Machine Learning Unveils Ce–O–Co Motifs in Perovskite with Lewis Acidic–Basic Microenvironment for Dual-Site Intramolecular Oxygen Evolution in Saline Water

Perovskite oxides are promising anodic electrocatalysts for alkaline saline water electrolysis, yet their performance is often limited by sluggish oxygen evolution reaction kinetics and competing chloride corrosion. Building on Pr0.1Sr0.9Co0.5Fe0.5O3 (PSCF), a candidate previously identified via our transfer learning paradigm, we further leveraged data-driven compositional searching of the A-site configuration, which led to an optimized catalyst with a proper Ce/Sr/Pr ratio (Ce-PSCF). The asymmetric Ce–O–Co motifs invoked a negative charge-transfer regime and activated the evolution of nonbonding oxygen (ONB) states, which reconciled the activity-stability trade-off and promoted a dual-site intramolecular lattice oxygen mechanism, as evidenced by promoted 18O–18O evolution. The electrolyzer with Ce-PSCF lowered the overpotential of the PSCF-based one by 100 mV at 300 mA cm–2 and exhibited 15-fold greater durability. Electrochemical analysis revealed a higher reaction order, promoted *OH coverage, and faster surface reconstruction on the Ce-incorporated electrocatalyst, indicating *OH-controlled chemical-step kinetics.

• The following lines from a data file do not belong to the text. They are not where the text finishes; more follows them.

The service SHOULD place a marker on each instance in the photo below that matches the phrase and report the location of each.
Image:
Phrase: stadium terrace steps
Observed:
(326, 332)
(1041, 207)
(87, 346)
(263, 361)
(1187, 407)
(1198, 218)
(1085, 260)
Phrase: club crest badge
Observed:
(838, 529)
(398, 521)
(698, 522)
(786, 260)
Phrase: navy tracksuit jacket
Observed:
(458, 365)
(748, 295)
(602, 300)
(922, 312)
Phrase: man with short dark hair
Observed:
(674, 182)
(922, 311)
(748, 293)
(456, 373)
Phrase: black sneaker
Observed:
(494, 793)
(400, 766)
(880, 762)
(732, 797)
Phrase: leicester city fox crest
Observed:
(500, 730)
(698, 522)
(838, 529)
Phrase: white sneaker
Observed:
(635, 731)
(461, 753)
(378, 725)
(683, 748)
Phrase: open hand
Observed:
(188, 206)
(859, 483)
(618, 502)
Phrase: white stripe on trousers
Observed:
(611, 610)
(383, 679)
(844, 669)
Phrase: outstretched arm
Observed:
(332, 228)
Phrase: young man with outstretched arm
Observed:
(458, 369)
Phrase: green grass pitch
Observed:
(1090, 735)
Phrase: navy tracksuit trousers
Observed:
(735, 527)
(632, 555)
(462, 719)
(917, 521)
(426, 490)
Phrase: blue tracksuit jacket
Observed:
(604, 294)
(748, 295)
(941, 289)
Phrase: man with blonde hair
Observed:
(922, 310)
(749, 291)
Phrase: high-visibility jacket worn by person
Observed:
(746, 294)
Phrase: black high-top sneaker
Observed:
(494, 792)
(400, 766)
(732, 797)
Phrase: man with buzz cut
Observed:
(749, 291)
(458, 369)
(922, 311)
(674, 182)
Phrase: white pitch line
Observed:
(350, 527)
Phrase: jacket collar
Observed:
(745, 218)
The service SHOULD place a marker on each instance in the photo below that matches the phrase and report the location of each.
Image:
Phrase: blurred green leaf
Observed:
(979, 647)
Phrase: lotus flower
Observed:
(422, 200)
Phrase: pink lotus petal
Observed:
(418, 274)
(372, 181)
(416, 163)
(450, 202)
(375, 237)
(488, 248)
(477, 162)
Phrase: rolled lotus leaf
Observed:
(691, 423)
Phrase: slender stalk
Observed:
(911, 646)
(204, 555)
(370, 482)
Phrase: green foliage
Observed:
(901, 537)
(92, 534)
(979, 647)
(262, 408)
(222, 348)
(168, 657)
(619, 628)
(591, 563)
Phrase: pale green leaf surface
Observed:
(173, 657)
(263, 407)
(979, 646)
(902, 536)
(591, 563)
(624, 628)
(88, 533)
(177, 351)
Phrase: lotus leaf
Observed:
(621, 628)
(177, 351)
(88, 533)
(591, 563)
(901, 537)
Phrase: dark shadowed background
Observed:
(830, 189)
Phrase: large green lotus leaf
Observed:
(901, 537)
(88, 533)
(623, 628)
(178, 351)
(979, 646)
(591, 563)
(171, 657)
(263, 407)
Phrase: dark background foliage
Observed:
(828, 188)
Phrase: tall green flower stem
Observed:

Theoretical insight inferred a variation of the rate-determining step from O–O coupling to secondary OH– refilling with a reduced energy barrier from 0.68 to 0.54 eV. Moreover, ab initio molecular dynamics simulations visualized a dynamically strengthened affinity for OH– and significant repulsion of Cl–, arising from its intrinsic Lewis acidic and basic microenvironment.